Geschichte|Archäologie Gesellschaft|Psychologie

Zurück in die Zukunft
Was ist aus dem Archiv der Menschheit in Hallstatt geworden? Leseprobe aus bild der wissenschaft 12/2016

Martin Kunze baut eine Zeitmaschine – mit Keramikfliesen. Im österreichischen Salzkammergut brennt der Keramiker Bilder und Texte auf Tontafeln und lagert sie in einem stillgelegten Teil des Salzbergwerks von Hallstatt ein. Dort sollen die Informationen so gut aufgehoben sein, dass sie mögliche Katastrophen überdauern können. Wer nach Asteroideneinschlag, Supervulkanausbruch und globaler Epidemie in einigen Zehntausend Jahren noch auf der Erde lebt, könnte das Erbe der Menschheit wiederentdecken. bild der wissenschaft berichtete über das Projekt und seinen visionären Initiator in Ausgabe 4/2014 („Das Archiv für die Ewigkeit“).

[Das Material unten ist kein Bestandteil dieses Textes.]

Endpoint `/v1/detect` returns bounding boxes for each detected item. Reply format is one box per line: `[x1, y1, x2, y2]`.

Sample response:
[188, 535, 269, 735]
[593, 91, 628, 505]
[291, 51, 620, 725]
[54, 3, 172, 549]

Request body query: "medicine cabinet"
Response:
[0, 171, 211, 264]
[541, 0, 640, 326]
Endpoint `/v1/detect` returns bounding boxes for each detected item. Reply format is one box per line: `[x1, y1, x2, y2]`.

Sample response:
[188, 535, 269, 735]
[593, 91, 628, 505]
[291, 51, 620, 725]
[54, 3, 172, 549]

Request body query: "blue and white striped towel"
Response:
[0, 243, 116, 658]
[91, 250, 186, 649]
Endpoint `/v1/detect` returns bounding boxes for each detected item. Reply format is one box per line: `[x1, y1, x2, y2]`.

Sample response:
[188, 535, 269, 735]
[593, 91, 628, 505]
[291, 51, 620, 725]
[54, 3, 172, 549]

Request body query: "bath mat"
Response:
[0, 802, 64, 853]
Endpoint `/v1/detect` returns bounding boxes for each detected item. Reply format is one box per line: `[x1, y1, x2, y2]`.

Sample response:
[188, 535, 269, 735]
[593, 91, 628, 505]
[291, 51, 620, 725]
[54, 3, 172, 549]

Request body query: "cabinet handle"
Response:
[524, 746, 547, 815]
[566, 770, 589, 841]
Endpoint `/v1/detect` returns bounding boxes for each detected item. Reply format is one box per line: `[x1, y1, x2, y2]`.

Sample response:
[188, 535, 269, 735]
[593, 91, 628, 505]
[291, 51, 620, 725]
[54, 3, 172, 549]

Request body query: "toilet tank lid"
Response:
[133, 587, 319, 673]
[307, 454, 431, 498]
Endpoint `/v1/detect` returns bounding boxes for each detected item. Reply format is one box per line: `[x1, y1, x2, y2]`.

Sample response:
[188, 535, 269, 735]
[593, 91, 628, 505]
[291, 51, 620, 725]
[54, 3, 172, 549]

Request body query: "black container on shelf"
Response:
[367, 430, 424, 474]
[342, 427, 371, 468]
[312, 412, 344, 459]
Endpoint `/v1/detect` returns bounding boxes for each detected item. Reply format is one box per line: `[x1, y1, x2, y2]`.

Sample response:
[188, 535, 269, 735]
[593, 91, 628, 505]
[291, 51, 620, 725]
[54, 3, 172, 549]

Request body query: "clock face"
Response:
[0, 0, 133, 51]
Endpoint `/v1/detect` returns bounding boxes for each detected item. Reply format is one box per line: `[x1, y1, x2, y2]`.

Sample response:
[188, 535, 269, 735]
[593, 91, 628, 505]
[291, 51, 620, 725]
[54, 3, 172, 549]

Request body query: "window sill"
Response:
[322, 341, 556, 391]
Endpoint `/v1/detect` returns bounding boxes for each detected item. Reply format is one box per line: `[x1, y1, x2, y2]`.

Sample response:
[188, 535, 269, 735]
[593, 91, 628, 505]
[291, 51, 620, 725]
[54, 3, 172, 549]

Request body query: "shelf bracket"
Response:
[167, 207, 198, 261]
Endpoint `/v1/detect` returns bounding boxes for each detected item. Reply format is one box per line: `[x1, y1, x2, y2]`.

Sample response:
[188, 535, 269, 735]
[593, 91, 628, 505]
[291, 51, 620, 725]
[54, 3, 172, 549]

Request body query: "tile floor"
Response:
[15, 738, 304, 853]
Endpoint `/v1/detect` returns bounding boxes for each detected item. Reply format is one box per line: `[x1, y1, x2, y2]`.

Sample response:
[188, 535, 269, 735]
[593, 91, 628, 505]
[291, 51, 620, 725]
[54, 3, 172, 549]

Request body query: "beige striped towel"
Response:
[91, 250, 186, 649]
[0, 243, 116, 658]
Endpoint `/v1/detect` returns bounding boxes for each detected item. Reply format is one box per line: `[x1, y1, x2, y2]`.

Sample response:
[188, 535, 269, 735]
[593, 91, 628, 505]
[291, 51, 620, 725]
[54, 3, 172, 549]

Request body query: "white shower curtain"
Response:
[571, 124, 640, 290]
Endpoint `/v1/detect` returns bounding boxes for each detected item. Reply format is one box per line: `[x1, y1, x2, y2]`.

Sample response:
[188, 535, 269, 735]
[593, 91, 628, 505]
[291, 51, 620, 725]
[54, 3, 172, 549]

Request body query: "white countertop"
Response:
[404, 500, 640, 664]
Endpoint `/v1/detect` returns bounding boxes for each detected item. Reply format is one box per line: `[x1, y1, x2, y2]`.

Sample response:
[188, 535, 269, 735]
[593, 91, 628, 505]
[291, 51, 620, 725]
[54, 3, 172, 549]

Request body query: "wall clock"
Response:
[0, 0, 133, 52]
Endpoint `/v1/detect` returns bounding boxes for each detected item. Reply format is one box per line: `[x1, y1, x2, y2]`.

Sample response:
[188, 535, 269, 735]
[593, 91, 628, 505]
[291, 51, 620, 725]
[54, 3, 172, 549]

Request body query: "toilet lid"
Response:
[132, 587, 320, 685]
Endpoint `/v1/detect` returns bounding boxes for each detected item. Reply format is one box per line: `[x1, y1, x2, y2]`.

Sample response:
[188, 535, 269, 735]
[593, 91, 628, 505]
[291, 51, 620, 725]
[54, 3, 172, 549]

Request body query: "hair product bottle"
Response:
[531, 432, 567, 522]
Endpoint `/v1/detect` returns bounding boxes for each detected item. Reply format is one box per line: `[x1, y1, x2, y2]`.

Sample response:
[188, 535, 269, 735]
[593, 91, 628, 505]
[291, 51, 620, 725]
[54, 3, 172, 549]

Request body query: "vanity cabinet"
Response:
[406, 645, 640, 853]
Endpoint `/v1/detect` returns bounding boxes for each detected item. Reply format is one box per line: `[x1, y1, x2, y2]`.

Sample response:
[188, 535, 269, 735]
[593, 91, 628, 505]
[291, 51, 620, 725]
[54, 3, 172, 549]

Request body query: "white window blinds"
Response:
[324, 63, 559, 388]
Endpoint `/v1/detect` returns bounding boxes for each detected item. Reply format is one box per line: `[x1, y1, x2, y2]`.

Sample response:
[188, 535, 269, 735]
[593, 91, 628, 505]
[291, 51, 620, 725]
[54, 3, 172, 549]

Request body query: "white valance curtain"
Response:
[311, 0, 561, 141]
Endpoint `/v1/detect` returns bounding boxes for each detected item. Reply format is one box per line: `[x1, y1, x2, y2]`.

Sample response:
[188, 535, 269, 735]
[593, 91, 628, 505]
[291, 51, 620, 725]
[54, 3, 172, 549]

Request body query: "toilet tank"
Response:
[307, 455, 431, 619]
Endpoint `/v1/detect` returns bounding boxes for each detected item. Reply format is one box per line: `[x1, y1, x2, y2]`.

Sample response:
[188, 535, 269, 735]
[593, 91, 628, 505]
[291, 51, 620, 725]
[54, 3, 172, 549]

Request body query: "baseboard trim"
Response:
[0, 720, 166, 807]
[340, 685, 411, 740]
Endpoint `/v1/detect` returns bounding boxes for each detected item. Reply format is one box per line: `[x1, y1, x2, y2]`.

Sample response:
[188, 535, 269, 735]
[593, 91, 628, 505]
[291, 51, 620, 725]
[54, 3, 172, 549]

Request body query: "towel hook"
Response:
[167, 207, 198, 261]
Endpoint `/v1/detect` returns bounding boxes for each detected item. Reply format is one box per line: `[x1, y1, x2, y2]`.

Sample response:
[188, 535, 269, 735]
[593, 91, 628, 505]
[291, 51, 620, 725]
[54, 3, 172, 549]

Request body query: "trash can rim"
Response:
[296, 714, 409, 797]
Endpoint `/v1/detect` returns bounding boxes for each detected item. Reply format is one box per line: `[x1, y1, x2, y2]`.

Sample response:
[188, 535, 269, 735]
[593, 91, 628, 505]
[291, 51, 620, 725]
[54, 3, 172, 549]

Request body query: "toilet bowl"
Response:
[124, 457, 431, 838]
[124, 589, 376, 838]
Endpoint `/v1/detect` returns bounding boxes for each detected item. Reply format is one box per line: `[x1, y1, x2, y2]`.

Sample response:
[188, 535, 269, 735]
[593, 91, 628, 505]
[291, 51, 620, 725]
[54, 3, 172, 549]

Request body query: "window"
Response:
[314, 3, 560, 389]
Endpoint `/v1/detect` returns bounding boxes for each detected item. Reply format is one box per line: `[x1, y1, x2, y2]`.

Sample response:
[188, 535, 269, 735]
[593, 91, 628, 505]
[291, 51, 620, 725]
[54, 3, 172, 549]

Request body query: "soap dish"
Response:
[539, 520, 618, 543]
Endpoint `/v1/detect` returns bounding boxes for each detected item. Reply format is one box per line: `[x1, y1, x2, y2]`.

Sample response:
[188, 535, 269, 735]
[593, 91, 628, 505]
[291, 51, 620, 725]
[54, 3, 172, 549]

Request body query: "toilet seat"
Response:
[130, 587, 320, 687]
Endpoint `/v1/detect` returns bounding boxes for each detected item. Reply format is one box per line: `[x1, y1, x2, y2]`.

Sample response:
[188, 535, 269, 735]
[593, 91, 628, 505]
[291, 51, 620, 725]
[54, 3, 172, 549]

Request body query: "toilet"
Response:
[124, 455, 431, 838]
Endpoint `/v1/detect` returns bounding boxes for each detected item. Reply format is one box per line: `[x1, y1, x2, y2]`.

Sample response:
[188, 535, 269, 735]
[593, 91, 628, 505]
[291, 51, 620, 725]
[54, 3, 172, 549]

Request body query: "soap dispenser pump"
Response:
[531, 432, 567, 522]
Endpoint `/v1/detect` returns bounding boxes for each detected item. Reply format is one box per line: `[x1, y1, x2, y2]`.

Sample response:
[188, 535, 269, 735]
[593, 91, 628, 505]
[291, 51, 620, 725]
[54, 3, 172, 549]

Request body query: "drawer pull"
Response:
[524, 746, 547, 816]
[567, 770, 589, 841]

Inzwischen ist Martin Kunze der Ewigkeit zwei Jahre näher gekommen – und das Archiv „Memory of Mankind“ (MoM) ist um ein Viertel gewachsen. Etwa 500 Tontafeln lagern im Salzstock. MoM erntete Anerkennung von offizieller Seite: Dozenten der Universitäten Wien, Linz, Salzburg und Kalmar unterstützen das Projekt. Die Unesco und die Atomenergiebehörde halten MoM für eine Möglichkeit, künftige Generationen auf atomare Endlager hinzuweisen – Altlasten der Gegenwart, die sonst vergessen werden könnten.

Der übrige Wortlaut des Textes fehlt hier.